A ideia de um Estado Estratega não é dirigismo nem liberalismo, mas sim o escrutínio coordenado de uma política executiva que visa construir uma ideia de país e um modelo de desenvolvimento. O Orçamento 25 pois nada tem de estratégia e menos tem de modelo de desenvolvimento. O Orçamento é um documento político obrigatório mas que brilha pela verdadeira ausência de política. É um Orçamento de recurso que pretende evitar eleições e nesse sentido tem um objectivo político imediato – ganhar tempo para o Governo, perder tempo para o país.

Com o motor da Europa em crise, com a guerra às portas da Europa, com o consenso político do pós-guerra a caminhar cultural e politicamente para um ambiente político próximo do de entre guerras, com o declínio democrático da América, Portugal prepara um Orçamento onde não se pretende convocar as forças vivas da nação nem mudar de povo.

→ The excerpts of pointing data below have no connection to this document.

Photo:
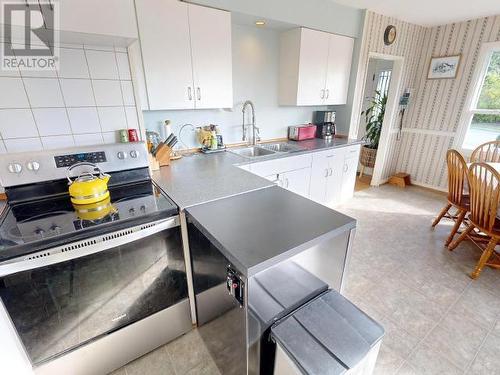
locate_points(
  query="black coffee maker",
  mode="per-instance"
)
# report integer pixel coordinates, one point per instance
(325, 124)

Nos últimos 30 anos, o PIB português cresce cerca de 48%. Nos mesmos 30 anos, o PIB da Irlanda cresce 305%. Alguma coisa está profundamente errada com a política de desenvolvimento em Portugal. Será apenas “erros meus, má fortuna, amor ardente”? Na poesia do Orçamento o Ministro das Finanças sublinha em discurso que o país não suporta excedentes superiores a 0,2% ou 0,3%. Excedentes de 1% ou 2% representam um peso incomportável na carga fiscal e nos serviços públicos – carga fiscal asfixiante e serviços públicos indecorosos. Para além de uma economia de gestão de caixa, o que falta na equação política portuguesa é uma estratégia de criação de riqueza. Para além do teatro forense da retórica, o Orçamento devia ser uma Fábrica de Unicórnios na Floresta Encantada de um futuro ainda por inventar.

A facilidade é um vício. É como beber café com idiotas úteis. Contentes com um país à beira-mar plantado. Enquanto o Mundo sobe ao topo da Montanha Mágica.